The dominant subject of figurative prehistoric art is the color, shape, stance, movement, and habit of various animals. Of all the important things that might have been communicated ? the location of waterholes or safe places to sleep, how to make shelters or tools, how to skin an animal, which plants and fruits are edible and which are not ? what was communicated was information about animals. These drawings are the signature of the origin of language in our ancestors, and they show that our ancestors spoke urgently about animals.
The most recent direct outcome of our ancient connection with animals is domestication. Shakespeare wrote in King Lear, "He's mad that trusts in the tameness of a wolf... " And yet clearly our ancestors did, or we would have no dogs today.
Creating a domestic animal is altering the genetics of an animal by exerting control over breeding for generation after generation ? a risky and extraordinary endeavor. No one could foresee the family loving golden retriever of today when humans first began to tame a wolf. Probably the process began with cubs, but undoubtedly many turned nasty or aggressive as they matured and were killed. Many tamers trusted the tame wolf too much, or too little, for success. Nonetheless, the dog was first domesticated about 32,000 years ago.
Though the need for a walking larder is often cited as the underlying motivation for domestication, the dog shows this was not true. A madder choice of meat animal than a tamed wolf is hard to imagine. Wolves do not like to live in large groups, are slow to reproduce, and eat meat throughout their lives. Where dogs excel is as hunting companions, protectors of home and "pack," givers of warmth through cold nights, not as dinner.

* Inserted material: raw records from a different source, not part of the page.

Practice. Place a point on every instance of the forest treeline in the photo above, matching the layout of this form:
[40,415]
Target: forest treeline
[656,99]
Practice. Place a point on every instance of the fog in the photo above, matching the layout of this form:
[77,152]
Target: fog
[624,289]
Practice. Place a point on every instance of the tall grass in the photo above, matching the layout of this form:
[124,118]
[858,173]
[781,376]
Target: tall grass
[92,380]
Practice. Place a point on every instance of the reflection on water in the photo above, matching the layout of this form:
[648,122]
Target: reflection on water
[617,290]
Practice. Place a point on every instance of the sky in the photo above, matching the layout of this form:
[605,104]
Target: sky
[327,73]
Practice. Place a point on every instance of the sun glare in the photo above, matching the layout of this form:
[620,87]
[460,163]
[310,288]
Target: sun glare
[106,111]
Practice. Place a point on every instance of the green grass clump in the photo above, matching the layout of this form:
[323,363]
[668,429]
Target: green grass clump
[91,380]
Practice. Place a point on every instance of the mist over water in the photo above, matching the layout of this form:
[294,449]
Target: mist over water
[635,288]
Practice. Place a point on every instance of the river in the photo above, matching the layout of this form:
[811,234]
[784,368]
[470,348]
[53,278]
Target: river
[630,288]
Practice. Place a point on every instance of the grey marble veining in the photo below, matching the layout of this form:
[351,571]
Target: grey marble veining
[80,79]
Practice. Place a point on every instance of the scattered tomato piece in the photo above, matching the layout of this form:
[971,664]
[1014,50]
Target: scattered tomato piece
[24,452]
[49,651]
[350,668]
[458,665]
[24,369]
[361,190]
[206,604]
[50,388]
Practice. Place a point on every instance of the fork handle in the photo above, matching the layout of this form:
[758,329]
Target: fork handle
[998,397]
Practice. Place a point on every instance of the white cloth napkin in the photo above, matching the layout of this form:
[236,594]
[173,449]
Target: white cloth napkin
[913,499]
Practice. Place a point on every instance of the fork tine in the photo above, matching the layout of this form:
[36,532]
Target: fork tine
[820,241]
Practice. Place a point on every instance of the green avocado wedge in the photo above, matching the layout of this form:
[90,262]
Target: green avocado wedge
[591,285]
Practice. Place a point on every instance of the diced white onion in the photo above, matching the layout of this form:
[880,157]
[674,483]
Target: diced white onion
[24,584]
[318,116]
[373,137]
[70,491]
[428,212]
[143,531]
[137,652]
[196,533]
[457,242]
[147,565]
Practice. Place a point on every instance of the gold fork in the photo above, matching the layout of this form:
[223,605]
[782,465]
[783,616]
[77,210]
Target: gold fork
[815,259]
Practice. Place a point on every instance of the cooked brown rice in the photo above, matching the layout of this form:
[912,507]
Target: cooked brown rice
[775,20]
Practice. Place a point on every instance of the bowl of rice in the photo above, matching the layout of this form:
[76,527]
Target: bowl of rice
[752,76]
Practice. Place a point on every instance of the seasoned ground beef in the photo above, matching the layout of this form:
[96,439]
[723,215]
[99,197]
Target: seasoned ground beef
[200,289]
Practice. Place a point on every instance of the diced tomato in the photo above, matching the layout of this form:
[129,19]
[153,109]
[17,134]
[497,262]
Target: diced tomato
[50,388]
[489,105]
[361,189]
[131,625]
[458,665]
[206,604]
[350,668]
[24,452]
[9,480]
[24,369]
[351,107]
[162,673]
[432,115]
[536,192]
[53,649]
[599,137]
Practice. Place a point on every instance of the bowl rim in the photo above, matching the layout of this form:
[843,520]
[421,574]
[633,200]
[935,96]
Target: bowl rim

Mutual understanding was the key to successful domestication, as it was to the origin of language. Values must be shared; vocabularies must be held in common, whether ideas are expressed as a word, a gesture, a snarl, or a posture. The millions of years of close observation of animals by our ancestors set the stage for successful taming and then domestication.
Those that studied their animals and perceived their needs did well, and their animals thrived; those that did not pay close attention had much sickness, bad temper, and death among their animals. With domestication, animals offered humans new and valuable extrasomatic adaptations: strength for transport, traction, or protection; wool for warmth; milk for weaning our babies; and others. These are renewable resources until, at the end of their lives, domestic animals become meat.
Skill in understanding the body language and emotions of another species can only have enhanced our communicative success with our own kind. Perhaps they were the strange fisher people from the river and you were a forest hunter from the valley with different mores and appearance. Today, we struggle with ethnic, cultural, religious, and sexual differences, not cross-species ones. However, the principle of seeking understanding and common values remains the same.
Why do we love animals? Why do we spend billions on their care and regard them as family members? Why is animal-assisted therapy so successful at alleviating a wide range of emotional and physical ills? Because we are deeply, essentially connected to animals and have been for millions of years ? because their presence in our past has made humans what they are today.